HAMPSTEAD, MD. (AP) - Jos. A. Bank Clothiers has proposed to buy rival retailer Men's Wearhouse in a $2.3 billion acquisition that would pair two retailers dealing with slumping earnings.
HAMPSTEAD, MD. (AP) — Jos. A. Bank Clothiers has proposed to buy rival retailer Men's Wearhouse in a $2.3 billion acquisition that would pair two retailers dealing with slumping earnings.
The Hampstead, Md., company said Wednesday it has offered to pay $48 in cash for each share of Men's Wearhouse.

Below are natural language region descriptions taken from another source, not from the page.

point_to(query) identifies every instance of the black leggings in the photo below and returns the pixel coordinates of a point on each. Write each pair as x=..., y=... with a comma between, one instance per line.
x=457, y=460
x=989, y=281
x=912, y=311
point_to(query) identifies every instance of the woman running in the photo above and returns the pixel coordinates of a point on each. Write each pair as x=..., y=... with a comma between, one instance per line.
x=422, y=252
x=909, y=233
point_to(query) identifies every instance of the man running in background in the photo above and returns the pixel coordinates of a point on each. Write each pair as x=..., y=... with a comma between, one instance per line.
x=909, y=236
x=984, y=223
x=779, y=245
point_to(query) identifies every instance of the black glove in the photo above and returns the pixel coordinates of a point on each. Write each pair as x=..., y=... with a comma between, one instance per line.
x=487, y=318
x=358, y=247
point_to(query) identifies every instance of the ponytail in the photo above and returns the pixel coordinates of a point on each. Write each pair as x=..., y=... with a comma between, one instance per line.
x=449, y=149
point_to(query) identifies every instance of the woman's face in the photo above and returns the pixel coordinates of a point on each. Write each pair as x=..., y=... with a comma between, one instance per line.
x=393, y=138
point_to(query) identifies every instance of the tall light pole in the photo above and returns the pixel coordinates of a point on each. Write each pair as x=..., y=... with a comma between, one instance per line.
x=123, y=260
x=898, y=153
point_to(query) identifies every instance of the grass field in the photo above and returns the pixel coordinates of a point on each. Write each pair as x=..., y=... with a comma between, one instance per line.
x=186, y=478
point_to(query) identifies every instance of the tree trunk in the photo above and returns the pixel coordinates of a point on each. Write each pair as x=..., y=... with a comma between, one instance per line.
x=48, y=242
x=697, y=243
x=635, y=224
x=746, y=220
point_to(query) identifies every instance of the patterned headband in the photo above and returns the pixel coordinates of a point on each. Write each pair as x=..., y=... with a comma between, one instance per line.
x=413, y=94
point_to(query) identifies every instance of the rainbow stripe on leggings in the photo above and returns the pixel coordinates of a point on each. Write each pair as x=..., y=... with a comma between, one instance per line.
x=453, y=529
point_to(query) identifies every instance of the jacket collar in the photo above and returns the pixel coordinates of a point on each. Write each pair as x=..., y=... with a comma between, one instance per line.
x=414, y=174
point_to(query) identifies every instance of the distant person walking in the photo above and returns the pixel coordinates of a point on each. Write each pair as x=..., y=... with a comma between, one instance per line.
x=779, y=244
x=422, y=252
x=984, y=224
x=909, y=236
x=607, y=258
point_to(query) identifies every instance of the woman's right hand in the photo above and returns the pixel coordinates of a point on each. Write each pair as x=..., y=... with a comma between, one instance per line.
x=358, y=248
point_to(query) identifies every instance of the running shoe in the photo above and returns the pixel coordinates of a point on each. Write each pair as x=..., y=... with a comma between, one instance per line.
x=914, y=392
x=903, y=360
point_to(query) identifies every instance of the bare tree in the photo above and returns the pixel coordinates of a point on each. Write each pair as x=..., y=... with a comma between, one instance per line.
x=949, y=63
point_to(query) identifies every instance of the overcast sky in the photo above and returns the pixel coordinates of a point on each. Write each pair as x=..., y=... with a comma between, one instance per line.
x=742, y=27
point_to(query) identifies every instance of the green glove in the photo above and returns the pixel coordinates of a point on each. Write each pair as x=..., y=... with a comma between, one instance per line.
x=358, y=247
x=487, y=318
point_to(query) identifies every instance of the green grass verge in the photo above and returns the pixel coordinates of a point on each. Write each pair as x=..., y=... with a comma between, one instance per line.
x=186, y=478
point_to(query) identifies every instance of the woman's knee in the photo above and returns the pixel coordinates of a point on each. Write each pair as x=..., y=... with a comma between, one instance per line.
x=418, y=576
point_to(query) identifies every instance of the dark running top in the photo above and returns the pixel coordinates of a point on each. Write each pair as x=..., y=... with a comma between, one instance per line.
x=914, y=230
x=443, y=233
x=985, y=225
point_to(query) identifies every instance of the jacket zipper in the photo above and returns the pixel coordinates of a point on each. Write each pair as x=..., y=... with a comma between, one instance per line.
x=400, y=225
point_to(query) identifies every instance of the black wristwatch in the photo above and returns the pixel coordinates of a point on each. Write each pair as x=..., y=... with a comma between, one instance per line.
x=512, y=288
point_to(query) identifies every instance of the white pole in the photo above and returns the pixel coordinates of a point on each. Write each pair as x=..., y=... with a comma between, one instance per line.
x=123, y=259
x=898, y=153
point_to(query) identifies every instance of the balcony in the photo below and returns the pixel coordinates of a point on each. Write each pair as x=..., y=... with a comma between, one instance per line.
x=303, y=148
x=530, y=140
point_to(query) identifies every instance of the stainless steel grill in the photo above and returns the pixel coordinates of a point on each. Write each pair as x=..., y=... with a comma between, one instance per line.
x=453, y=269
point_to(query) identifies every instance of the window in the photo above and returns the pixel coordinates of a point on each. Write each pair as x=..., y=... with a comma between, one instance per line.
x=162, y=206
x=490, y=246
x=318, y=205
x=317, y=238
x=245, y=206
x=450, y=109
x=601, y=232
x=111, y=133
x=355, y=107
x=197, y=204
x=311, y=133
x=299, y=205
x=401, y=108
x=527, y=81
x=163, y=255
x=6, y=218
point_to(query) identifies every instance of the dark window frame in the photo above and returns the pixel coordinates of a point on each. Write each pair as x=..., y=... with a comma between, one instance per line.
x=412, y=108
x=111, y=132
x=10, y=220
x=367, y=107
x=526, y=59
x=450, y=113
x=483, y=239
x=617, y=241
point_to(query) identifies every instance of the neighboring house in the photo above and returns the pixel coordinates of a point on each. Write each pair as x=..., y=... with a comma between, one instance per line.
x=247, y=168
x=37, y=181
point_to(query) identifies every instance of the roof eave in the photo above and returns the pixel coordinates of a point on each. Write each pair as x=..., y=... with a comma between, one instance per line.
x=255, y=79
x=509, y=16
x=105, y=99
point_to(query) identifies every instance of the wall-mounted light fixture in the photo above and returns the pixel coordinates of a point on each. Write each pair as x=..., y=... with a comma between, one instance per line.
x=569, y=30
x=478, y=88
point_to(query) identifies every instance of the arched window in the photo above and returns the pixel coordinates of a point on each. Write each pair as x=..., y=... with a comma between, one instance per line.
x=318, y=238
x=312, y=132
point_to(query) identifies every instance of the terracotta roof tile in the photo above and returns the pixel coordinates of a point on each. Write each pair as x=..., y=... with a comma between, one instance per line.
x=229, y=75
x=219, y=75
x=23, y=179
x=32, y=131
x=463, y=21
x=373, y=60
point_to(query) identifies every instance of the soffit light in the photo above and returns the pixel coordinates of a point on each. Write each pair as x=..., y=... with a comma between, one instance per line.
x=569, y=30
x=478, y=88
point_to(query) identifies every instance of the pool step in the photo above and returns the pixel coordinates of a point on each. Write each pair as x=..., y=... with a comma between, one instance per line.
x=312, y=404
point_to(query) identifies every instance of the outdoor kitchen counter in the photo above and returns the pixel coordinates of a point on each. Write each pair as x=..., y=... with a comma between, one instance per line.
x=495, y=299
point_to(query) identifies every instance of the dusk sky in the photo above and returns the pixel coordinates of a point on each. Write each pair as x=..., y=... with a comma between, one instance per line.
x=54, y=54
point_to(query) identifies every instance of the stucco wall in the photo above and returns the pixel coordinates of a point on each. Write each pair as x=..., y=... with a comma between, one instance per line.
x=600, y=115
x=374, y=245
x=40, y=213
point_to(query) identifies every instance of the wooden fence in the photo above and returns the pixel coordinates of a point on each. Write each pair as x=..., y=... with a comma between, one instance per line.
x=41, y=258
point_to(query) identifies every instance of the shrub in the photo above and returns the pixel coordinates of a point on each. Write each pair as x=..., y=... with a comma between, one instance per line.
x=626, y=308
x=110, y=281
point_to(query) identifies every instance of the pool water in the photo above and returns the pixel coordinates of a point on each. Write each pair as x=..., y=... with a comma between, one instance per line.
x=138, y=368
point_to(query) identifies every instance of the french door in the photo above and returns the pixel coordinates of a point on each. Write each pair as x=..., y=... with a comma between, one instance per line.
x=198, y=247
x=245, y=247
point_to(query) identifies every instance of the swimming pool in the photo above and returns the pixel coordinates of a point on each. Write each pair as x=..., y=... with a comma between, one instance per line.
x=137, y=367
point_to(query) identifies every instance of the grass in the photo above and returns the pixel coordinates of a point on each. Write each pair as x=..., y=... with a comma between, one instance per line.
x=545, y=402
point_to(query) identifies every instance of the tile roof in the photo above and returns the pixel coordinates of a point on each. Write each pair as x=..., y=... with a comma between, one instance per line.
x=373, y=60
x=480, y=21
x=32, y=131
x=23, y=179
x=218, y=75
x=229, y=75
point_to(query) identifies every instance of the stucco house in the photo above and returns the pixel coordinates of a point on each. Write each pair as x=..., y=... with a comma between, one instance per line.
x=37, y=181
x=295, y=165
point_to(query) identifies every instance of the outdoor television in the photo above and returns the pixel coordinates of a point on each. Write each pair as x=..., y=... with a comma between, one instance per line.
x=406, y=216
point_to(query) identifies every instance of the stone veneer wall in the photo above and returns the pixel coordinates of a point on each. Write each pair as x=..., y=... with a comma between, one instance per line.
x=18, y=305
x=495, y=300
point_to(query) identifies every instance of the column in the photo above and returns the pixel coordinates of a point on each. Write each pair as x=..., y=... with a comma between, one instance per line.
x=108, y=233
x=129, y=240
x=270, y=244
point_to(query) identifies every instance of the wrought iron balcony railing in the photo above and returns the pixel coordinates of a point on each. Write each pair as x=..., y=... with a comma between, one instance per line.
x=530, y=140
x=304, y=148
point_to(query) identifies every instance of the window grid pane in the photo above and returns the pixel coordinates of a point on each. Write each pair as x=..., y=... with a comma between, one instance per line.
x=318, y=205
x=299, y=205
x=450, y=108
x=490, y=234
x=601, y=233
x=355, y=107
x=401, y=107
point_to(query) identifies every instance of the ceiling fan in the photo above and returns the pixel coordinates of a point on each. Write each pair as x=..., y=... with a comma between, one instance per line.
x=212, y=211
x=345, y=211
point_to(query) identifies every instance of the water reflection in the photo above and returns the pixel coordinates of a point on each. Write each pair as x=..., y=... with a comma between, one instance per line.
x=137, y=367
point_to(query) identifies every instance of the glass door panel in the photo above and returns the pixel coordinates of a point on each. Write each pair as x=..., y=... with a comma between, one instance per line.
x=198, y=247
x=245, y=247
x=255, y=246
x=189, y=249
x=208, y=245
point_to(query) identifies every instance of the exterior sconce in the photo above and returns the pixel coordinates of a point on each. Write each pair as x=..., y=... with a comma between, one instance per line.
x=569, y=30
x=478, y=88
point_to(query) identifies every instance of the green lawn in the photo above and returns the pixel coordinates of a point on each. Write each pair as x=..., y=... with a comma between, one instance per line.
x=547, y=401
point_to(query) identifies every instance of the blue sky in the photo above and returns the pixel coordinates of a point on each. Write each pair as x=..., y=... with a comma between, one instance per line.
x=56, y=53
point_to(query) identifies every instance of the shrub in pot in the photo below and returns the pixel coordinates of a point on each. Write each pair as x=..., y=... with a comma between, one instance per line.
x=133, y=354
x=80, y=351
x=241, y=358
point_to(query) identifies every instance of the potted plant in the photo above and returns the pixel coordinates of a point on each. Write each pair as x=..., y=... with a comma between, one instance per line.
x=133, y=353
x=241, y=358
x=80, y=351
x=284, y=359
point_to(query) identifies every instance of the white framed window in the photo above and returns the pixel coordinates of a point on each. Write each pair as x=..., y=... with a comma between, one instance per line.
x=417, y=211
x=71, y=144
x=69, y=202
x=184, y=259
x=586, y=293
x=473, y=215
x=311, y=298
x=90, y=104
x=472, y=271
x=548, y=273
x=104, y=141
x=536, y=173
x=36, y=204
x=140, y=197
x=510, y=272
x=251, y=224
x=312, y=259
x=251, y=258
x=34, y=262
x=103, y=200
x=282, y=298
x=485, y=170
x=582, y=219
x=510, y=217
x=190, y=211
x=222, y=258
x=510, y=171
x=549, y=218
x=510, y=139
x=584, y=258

That is a 42 percent premium to the stock's closing price on Sept. 17, the day before Jos. A. Bank. Privately pitched the deal to Men's Wearhouse executives in a phone call and follow-up letter.
The Men's Wearhouse Inc. shares climbed more than 34 percent, or $12.15, to $47.39 in premarket trading Wednesday. Jos. A. Bank shares also are up 12 percent, or $4.99, to $46.65.
Jos. A. Bank said Men's Wearhouse is reviewing its offer. Representatives of the Houston-based Men's Wearhouse did not immediately return calls from The Associated Press seeking comment.
In June, Men's Wearhouse ousted its chairman George Zimmer — who had also served as the company's pitchman — following a dispute over the direction for the company. Zimmer, who founded the company in 1973, used to appear in many of its TV commercials with the slogan, "You're going to like the way you look. I guarantee it."
Jos. A. Bank had said in June that it was considering acquisitions and it was storing up capital for a possible deal. The company then said last month its fiscal second-quarter net income fell 39 percent as shoppers didn't respond as well to some of the retailer's marketing campaigns as they did a year ago.
The company sells men's tailored and casual clothing, sportswear and footwear and operates 623 stores in 44 states and the District of Columbia.
Men's Wearhouse sells men's clothing through its namesake chain of stores, as well as the Moores and K&G retail chains. It runs more than 1,200 stores.
It reported last month that its fiscal second-quarter earnings fell 28 percent, hurt by one-time charges and an early Easter that pushed prom tuxedo rentals earlier than usual. The men's clothing retailer also cut its full-year guidance.